Как же мне горько! А ему — тому, кто при Хорти был в подполье и вышел из него в радостном 45-м году?
…Мы разговариваем о положении в Венгрии и в мире. Мой собеседник на всё глядит безнадёжно. Если перед второй интервенцией ему виделись какие-то перспективы сохранения социализма, теперь они не представимы. Поздно — теперь даже вывод советских войск не поможет. Уже нет организованных сил — тех, что были перед второй интервенцией, — способных уберечь страну от кровавой реакции. Разве что… да нет… — старый писатель машет рукой.

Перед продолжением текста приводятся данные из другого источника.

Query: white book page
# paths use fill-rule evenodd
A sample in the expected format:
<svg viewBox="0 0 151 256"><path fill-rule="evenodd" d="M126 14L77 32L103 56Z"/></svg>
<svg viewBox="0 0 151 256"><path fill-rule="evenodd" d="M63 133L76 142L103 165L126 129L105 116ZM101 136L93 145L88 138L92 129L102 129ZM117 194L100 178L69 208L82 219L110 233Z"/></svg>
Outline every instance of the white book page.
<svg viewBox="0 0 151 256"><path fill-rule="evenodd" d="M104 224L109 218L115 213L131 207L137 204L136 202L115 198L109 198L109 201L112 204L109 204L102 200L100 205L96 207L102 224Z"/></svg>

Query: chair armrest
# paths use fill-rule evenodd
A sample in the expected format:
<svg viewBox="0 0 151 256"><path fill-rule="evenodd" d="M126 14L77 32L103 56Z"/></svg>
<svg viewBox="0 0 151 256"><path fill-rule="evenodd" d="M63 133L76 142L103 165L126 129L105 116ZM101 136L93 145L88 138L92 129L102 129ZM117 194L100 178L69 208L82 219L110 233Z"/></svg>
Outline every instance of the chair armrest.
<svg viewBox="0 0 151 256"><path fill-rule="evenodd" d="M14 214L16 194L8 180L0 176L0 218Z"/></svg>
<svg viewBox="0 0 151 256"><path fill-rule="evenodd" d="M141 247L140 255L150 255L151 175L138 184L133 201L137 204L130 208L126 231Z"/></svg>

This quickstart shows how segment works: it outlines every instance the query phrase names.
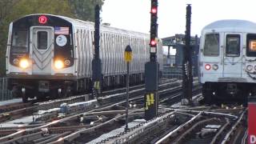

Несколько последних дней по всему Будапешту расклеены призывы в трехцветной рамке, подписанные совместно тремя организациями: Ревкомом студентов, Реввоенсоветом и Союзом венгерских писателей. Мой собеседник — один из соавторов этих призывов. Как раз сейчас он работает над новым текстом, смысл которого будет следующим: ввиду того, что действия противника причиняют ущерб, в первую очередь, гражданскому населению, следует прервать безнадёжное вооружённое сопротивление, продолжая сопротивление пассивное, нравственное… Этот призыв должен появиться уже сегодня.
— А послушают вас?
— Мы единственная инстанция, которую ещё слушают.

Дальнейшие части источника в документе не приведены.